Umanità patria popolo nell'Italia di oggi.

Un contributo al chiarimento di alcune parole chiave per la comprensione dell'attuale situazione politica italiana.
Post di Rosario Grillo
Vignette della Rivista satirica antifascista "L'Asino" (1892-1925). Per una semplice presentazione vedere qui.

Copertina de L'Asino 13 ottobre 1895.
Caricatura di Francesco Crispi
a cavallo del Popol-Asino che vede ogni cosa con lenti rosa
Ha scritto di recente Nadia Urbinati che va sempre più verificandosi una spontanea sollevazione di persone acclamanti i principi di Umanità.
Rileva di conseguenza una opposizione - reale o artificiale? - tra Umanità e Patria.
La Urbinati, filosofa esperta del pensiero politico e delle dottrine costituzionali, commenta la situazione italiana, più esasperata forse ma comune a gran parte dell’Occidente europeo, che vede politiche votate alla riduzione dei “diritti umani” motivate dalla difesa di una “fantomatica comunità nazionale”.
Si discute infatti di rigurgiti nazionalisti.
Chiarisco, per cominciare, la mia opinione.
Nell’Italia attuale, dietro le sollecitazioni di un inedito governo e con la propulsione di un iperattivo ministro degli Interni, va di moda la chiusura dei porti, il “sequestro di persona” (vedi caso Diciotti), la politica del “pugno duro”.
Iniziativa correlata a tutto ciò: l’incontro di Salvini con il presidente ungherese Orban, vessillo della “chiusura dei confini”.
Quell’iniziativa che ha dato esca alla mobilitazione spontanea di volontari ed associazioni reclamanti il rispetto dei diritti umani.
Gabriele Galantara, vignetta per "L'Asino" del 1924
rappresentante la voce del paese:
"Basta al fascismo"
I diritti umani non sono variabili indipendenti, sono invece il maturo concentrato di un passaggio storico, di esperienze e travagli umani, di riflessione ed elaborazione culturali, intinti alla cultura dell’Umanesimo, diffusi dai circoli dell’Illuminismo, confluiti nella Dichiarazione Universale.
L’espressione “passaggio storico”, che ho utilizzato, è, in certo modo pleonastica.
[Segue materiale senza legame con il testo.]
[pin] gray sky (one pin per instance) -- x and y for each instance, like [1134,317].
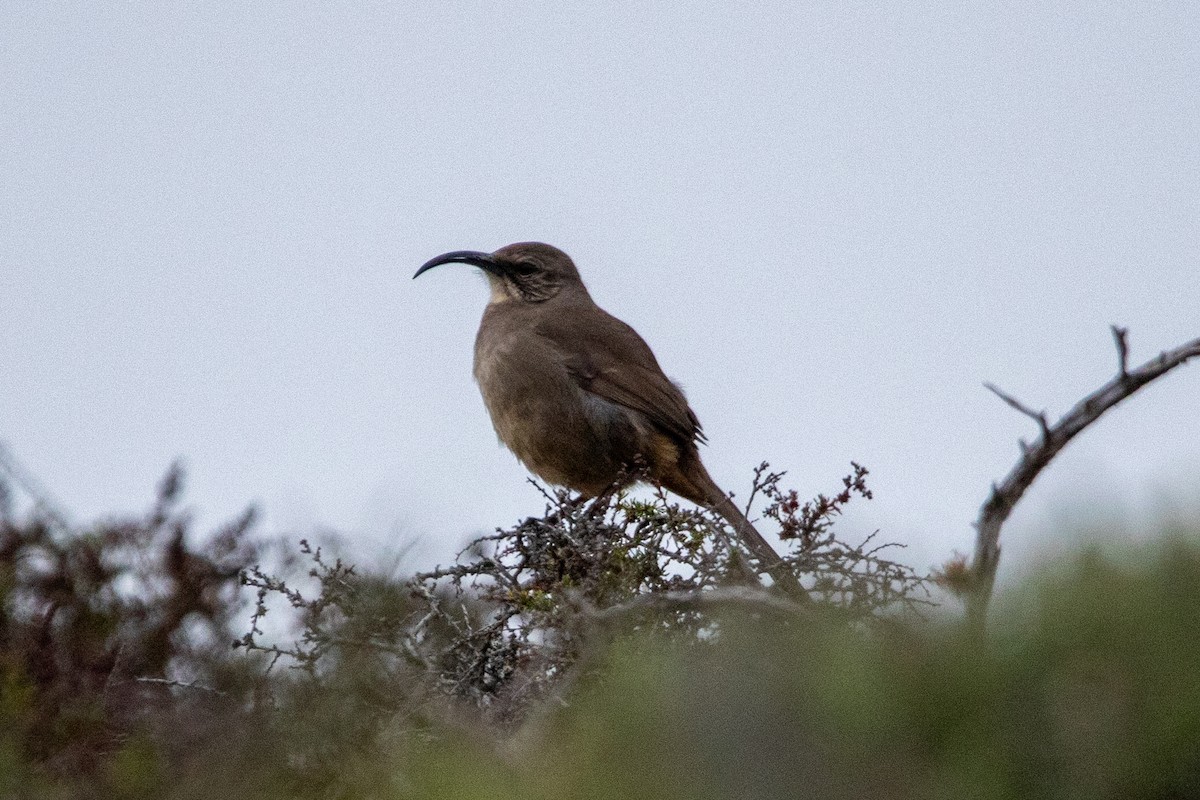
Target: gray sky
[832,222]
In essa ci sono le tragedie delle lunghe guerre tra gli Stati moderni nelle contrade d’Europa, ci sono le scie di morte delle due guerre mondiali, c’è la follia del Totalitarismo.
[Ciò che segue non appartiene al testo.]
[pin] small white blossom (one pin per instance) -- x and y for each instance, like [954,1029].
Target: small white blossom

Perciò quei diritti sono valori, presidio di libertà e democrazia, antitodo.
Umanesimo è ricca stagione culturale, promossa dall’Italia, innestata sulla dignità umana, che possiamo correlare con il cammino storico compiuto da governi più avveduti, come l’Inghilterra della Magna Charta, in cui è presente l’embrione dello “Habeas corpus”.
Dall’habeas corpus stesso discende l’inviolabilità della libertà personale e lo stesso principio del costituzionalismo.
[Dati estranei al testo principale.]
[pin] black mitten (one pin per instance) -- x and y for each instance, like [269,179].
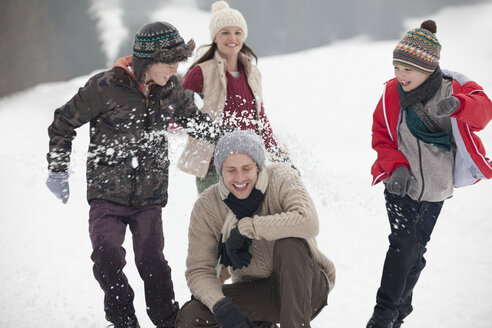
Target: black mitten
[237,247]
Un costituzionalismo che ha dato i frutti delle libertà costituzionali dell’Ottocento, le lotte risorgimentali, le rivendicazioni patriottiche, il sentimento di Patria.
Gabriele Galantara, copertina de "L'Asino" 1898,
recante la data futura 1998. La figura, con berretto frigio,
è circondata dai nastri con le iscrizioni 
delle conquiste future di libertà e giustizia.
A dispetto dei nazionalisti, che poi sono confluiti nel Fascismo, la patria non deriva da “suolo e confini”, non si confonde con “sangue e tradizioni”, immutabili, e, come tali, irriducibili ad ogni mescolamento, ad ogni innovazione, al riconoscimento della diversità.
La Patria è patrimonio di passioni ed ideali aperti al futuro, innovativi e creativi.
In questa dimensione dev’essere calato il Popolo, in modo da farlo rifuggire dal nazionalismo, dal “circuito del confine”, dalla nostalgia dell’isolamento, e peggio ancora, dalla tentazione di superiorità.
Così Popolo si distingue da populismo, si difende dall’indistinto e/o dalla omologazione della società organica massificata.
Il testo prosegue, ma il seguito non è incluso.